Using the cache with your queries
You control how the cache is used with ResponseFetchers
:
// Get a response from the cache if possible. Else, get a response from the network
// This is the default behavior
val apolloCall = apolloClient().query(BookWithAuthorName()).responseFetcher(ApolloResponseFetchers.CACHE_FIRST)

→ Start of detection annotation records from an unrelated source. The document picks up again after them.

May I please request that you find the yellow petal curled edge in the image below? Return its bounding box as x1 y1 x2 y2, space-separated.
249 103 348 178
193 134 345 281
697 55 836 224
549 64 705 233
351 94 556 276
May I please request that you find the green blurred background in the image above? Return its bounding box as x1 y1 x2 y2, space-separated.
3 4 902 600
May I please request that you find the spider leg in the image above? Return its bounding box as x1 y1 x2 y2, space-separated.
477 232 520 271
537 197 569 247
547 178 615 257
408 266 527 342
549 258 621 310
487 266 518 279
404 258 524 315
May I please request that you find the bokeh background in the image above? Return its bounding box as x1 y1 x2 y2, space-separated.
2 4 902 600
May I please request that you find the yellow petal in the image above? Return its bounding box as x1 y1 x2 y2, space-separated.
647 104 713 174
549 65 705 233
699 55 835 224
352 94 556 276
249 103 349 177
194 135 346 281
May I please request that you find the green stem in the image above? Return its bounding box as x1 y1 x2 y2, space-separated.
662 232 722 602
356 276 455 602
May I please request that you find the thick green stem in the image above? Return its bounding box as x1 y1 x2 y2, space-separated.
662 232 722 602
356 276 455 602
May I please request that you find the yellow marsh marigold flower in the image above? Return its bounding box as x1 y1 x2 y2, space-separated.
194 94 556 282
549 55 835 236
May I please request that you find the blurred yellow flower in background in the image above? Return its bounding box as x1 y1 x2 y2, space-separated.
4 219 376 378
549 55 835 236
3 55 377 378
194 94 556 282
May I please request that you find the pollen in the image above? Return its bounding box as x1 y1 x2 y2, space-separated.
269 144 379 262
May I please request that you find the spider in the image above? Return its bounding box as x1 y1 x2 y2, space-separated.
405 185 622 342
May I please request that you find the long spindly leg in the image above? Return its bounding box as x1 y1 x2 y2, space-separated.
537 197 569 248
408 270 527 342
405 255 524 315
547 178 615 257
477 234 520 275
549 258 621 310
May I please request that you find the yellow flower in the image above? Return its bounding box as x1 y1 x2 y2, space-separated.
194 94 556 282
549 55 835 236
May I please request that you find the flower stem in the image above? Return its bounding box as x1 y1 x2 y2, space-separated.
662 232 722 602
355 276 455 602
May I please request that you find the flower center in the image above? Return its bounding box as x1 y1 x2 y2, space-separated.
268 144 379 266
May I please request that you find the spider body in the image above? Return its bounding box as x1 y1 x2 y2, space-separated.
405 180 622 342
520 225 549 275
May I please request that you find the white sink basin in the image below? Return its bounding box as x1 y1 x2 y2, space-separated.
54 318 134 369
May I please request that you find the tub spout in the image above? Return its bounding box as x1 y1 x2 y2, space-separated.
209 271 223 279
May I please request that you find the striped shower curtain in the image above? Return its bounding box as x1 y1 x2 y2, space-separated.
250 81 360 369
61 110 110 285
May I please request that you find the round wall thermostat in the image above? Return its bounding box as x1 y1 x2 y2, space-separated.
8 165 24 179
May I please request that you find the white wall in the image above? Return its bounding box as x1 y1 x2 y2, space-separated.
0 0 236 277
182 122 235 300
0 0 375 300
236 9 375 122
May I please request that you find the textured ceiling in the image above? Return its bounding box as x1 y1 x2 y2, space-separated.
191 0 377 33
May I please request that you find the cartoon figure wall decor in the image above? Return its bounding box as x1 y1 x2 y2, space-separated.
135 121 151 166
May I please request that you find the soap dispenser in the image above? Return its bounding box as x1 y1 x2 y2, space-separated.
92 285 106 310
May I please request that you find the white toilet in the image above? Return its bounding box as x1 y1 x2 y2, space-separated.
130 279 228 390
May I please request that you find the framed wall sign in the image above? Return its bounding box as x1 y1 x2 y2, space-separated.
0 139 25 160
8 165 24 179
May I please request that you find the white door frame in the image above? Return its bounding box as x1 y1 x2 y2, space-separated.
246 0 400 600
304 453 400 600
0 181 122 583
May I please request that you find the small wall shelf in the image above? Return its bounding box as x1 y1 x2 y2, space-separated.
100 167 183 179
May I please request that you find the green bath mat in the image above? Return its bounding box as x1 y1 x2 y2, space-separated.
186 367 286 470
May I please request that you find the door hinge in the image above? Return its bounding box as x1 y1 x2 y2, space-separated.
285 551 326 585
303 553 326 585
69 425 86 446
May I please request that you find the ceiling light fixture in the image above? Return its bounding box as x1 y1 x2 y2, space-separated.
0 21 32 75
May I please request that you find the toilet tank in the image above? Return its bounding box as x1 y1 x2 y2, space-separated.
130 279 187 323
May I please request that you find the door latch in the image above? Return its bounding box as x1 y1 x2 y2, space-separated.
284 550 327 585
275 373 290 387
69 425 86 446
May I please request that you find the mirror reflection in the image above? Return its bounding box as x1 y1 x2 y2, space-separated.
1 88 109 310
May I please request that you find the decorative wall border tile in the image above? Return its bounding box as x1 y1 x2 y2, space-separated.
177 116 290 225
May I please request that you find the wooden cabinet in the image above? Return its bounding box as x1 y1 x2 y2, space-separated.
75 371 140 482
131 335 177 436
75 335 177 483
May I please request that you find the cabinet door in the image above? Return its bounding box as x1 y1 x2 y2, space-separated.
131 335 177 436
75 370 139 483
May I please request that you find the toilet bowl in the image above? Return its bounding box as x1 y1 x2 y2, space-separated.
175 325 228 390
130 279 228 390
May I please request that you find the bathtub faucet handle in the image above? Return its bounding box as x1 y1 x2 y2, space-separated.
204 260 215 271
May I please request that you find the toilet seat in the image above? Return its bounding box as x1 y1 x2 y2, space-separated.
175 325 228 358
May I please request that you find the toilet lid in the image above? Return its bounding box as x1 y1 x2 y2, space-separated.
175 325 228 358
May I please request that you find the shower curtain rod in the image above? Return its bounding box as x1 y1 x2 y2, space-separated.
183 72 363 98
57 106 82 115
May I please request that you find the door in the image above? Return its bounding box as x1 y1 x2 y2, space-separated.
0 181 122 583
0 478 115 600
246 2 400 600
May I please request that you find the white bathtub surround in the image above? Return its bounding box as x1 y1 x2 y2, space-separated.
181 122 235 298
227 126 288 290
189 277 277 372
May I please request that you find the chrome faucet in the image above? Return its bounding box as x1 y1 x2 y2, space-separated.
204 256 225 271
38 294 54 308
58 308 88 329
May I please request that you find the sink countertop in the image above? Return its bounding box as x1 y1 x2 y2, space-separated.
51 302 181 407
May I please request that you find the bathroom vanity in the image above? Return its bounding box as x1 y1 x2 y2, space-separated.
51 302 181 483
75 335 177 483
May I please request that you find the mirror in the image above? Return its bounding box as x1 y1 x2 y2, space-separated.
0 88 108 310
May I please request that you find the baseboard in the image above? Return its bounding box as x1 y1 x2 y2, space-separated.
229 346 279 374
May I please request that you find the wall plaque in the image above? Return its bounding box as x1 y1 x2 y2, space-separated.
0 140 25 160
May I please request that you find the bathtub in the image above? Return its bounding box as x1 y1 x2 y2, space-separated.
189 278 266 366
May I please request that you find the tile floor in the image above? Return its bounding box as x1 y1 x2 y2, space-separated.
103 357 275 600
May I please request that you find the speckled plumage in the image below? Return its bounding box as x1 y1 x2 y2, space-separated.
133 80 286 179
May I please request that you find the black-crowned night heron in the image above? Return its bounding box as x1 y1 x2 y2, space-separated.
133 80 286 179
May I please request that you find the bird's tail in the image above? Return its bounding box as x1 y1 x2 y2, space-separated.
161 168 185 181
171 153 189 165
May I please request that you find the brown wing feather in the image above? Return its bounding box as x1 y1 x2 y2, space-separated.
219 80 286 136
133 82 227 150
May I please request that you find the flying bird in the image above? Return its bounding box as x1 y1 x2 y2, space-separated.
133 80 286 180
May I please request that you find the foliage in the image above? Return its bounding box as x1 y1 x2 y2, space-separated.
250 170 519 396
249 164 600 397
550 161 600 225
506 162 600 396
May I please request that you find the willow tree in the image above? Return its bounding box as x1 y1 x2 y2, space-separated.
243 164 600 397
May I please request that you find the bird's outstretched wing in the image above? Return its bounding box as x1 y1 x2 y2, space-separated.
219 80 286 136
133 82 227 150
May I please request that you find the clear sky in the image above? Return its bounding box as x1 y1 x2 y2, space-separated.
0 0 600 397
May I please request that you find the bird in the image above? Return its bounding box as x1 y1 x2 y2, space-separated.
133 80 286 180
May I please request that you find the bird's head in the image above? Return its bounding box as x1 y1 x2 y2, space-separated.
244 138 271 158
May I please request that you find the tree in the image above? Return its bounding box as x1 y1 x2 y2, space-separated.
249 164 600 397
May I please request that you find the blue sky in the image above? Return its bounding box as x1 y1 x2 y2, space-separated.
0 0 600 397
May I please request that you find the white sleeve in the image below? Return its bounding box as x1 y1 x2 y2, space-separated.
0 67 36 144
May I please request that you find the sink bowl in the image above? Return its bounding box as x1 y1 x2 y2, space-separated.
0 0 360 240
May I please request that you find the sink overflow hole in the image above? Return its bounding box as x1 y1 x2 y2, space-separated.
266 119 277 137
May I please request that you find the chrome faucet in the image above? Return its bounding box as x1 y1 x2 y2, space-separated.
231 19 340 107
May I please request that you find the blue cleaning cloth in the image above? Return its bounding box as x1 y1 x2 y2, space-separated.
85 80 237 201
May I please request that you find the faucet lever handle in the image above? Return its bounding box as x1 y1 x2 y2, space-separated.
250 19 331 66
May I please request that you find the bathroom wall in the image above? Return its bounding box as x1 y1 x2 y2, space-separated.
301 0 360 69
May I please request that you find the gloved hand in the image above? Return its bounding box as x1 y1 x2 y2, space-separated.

Other possibilities are CACHE_ONLY
, NETWORK_ONLY
, CACHE_AND_NETWORK_ONLY
and NETWORK_FIST
. See to the ResponseFetchers
class for more details.
Reacting to changes in the cache
One big advantage of using a normalized cache is that your UI can now react to changes in your cache data. If you want to be notified every time something changes in book1
, you can use a QueryWatcher
:
apolloClient.query(BookWithAuthorName()).watcher().toFlow().collect { response ->
// This will be called every time the book or author changes
}
Interacting with the cache
To manipulate the cache directly, ApolloStore
exposes read()
and write()
methods:
// Reading data from the store
val data = apolloClient.apolloStore.read(BookWithAuthorName()).execute()
// Create data to write
val data = BookWithAuthorName.Data(
id = "book1",
title = "Les guerriers du silence",
author = BookWithAuthorName.Author(
id = "author1",
name = "Pierre Bordage"
)
)
// Write to the store. All watchers will be notified
apolloClient.apolloStore.writeAndPublish(BookWithAuthorName(), data).execute()
Troubleshooting
If you are experiencing cache misses, check your cache size and eviction policy. Some records might have been removed from the cache. Increasing the cache size and/or retention period will help hitting your cache more consistently.
If you are still experiencing cache misses, you can dump the contents of the cache:
val dump = apolloClient.getApolloStore().normalizedCache().dump();
NormalizedCache.prettifyDump(dump)
Make sure that no data is duplicated in the dump. If it is the case, it probably means that some objects have a wrong CacheKey
. Make sure to provide a CacheKeyResolver
that can work with your graph. All objects should have a unique and stable ID. That means that the ID should be the same no matter what path the object is in the graph. That also mean you have to include the identifier field in your queries to be able to use in from the CacheKeyResolver
.
Finally, make sure to design your queries so that you can reuse fields. A single missing field in the cache for a query will trigger a network fetch. Sometimes it might be useful to query an extra field early on so that it can be reused by other later queries.